= Mahua Dabar =

Mahua Dabar was a small town in Basti district of Awadh in modern Uttar Pradesh, India (south of Basti, not to be confused with the surviving community of the same name near Gaur, north-west of Basti). This town was destroyed by the British Raj during the Indian Rebellion of 1857.

==History==

In March–April during the Indian Rebellion of 1857, the inhabitants of Mahua Dabar intercepted a boat carrying six British soldiers. These soldiers were surrounded and killed by the people of Mahua Dabar. On 20 June 1857 the British 12th Irregular Horse Cavalry surrounded the town, destroyed almost every building, and according to local legend slaughtered every inhabitant. The town was razed to the ground and only farming was allowed. The tilling of the land removed all ruins of the destroyed town. Mahua Dabar, a town of 5,000 people, completely disappeared from history and geography.
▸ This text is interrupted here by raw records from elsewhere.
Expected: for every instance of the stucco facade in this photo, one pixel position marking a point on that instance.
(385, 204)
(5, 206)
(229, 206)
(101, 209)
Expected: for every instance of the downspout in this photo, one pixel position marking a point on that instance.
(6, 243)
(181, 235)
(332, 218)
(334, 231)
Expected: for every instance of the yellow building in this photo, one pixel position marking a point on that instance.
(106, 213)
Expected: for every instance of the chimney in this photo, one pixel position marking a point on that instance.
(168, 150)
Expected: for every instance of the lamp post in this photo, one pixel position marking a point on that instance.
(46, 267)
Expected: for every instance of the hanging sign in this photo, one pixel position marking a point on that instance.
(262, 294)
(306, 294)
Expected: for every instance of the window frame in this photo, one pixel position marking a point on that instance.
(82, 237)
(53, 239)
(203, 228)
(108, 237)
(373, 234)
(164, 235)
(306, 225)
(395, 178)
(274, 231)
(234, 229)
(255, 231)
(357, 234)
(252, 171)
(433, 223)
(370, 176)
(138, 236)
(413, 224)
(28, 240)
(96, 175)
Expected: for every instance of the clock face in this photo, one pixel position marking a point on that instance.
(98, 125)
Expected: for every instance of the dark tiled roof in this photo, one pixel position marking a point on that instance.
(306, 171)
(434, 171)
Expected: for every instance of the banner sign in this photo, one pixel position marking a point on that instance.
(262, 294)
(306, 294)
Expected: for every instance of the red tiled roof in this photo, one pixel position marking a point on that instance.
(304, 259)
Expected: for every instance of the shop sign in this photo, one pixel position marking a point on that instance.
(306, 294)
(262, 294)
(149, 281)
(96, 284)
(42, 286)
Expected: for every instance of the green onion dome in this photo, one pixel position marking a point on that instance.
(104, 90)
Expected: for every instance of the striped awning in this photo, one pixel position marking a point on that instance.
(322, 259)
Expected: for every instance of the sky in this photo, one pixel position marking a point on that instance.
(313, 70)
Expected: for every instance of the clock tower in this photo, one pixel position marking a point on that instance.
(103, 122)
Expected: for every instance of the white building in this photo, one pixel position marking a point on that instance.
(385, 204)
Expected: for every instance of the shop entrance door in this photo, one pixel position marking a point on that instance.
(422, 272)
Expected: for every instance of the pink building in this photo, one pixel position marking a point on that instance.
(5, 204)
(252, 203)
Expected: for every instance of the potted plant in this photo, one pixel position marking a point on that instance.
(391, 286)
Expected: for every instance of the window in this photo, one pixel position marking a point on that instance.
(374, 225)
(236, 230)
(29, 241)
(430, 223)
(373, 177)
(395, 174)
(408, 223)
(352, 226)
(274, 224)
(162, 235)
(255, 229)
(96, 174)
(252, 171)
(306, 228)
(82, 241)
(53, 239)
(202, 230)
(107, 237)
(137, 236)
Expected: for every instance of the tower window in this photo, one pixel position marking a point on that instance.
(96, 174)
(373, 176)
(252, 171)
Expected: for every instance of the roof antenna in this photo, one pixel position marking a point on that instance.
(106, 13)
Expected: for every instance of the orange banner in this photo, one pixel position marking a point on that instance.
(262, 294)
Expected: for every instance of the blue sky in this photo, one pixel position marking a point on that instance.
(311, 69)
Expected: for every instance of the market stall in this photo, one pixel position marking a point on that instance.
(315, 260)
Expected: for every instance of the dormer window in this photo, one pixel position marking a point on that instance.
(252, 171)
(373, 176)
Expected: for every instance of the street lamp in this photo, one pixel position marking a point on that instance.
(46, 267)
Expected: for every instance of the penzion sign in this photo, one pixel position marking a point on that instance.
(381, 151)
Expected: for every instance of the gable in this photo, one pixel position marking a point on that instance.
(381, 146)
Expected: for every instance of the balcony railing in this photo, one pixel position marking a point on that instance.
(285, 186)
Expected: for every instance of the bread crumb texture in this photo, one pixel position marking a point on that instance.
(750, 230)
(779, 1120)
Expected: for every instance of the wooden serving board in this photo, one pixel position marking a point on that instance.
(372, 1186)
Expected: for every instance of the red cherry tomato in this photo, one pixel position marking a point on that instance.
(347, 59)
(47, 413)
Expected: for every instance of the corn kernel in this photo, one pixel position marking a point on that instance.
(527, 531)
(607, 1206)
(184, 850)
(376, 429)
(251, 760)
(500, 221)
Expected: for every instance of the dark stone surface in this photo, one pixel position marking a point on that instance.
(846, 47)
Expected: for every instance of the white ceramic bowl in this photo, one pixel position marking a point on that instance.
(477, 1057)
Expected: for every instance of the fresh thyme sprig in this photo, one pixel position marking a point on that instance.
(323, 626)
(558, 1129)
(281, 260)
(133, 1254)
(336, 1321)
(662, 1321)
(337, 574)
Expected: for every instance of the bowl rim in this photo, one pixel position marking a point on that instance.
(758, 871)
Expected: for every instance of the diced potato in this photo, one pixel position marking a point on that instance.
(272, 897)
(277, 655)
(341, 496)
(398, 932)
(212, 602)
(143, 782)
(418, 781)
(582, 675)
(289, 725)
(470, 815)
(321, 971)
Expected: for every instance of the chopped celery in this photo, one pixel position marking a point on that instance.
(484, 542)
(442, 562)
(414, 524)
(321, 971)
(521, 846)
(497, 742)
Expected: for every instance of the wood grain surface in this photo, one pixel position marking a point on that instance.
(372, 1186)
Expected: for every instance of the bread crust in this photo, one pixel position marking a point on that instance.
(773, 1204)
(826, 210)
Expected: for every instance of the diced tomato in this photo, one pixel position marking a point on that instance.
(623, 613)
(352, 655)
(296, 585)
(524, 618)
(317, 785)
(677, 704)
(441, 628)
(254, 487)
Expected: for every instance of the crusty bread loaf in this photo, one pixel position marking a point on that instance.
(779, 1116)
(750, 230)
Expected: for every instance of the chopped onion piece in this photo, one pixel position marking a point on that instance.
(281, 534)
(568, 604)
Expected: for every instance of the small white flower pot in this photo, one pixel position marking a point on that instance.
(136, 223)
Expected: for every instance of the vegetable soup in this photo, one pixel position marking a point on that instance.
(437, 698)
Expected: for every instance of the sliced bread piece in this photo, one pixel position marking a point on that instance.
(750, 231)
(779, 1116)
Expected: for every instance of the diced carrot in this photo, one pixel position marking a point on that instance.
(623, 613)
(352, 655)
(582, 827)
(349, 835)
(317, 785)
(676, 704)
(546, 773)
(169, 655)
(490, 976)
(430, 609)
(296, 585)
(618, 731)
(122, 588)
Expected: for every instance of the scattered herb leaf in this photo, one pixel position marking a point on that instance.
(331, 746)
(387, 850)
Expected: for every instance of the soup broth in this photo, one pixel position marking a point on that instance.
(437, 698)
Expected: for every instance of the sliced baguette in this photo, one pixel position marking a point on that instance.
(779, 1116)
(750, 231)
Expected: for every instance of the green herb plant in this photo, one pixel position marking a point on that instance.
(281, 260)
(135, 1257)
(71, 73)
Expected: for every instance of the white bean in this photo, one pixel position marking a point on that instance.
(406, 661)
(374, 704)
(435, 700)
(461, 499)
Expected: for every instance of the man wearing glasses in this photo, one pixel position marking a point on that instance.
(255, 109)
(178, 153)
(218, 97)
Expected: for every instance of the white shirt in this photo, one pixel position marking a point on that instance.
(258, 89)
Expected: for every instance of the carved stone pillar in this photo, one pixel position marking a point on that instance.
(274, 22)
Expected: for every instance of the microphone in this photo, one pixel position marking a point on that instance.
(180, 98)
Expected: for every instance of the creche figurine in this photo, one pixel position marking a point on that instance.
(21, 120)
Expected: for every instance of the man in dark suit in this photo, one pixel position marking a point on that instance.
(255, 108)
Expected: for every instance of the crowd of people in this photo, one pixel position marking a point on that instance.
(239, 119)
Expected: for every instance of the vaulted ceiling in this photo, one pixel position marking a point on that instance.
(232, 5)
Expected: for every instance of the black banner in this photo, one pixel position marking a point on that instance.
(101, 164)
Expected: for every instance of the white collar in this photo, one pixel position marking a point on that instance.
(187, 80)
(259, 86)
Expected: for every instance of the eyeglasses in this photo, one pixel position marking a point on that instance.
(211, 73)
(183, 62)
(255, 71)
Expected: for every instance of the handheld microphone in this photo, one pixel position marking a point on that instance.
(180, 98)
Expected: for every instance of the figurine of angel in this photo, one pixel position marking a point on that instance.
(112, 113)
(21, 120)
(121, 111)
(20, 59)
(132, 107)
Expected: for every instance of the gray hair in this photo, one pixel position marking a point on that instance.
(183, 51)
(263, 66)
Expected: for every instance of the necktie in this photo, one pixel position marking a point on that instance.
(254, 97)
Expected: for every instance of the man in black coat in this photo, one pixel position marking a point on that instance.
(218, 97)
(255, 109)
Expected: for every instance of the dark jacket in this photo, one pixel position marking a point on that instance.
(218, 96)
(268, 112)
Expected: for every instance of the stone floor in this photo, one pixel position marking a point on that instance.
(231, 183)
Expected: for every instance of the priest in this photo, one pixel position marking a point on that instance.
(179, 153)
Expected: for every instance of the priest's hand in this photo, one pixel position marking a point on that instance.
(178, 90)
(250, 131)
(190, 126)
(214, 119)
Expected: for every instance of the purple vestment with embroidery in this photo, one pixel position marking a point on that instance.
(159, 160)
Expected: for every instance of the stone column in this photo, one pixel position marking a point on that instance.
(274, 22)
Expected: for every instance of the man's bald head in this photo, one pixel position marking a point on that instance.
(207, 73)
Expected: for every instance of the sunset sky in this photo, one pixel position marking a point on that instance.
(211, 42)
In 1994, Mohammad Abdul Latif Ansari, the great-grandson of one of the survivors that managed to escape Mahua Dabar before the British encirclement of the town started researching the location of his ancestral destroyed town. The-then Basti district magistrate, R.N. Tripathi created a committee of historians from the University of Lucknow; and they found an 1831 map after 13 years of research which showed the location of the Mahua Dabar town. All the maps after 1857 showed the area as farmland.

On 3 July 2011, Jagdambika Pal and other members of Lok Sabha, lower house of the Parliament of India, opened Commemorative plaque at Mahua Dabar.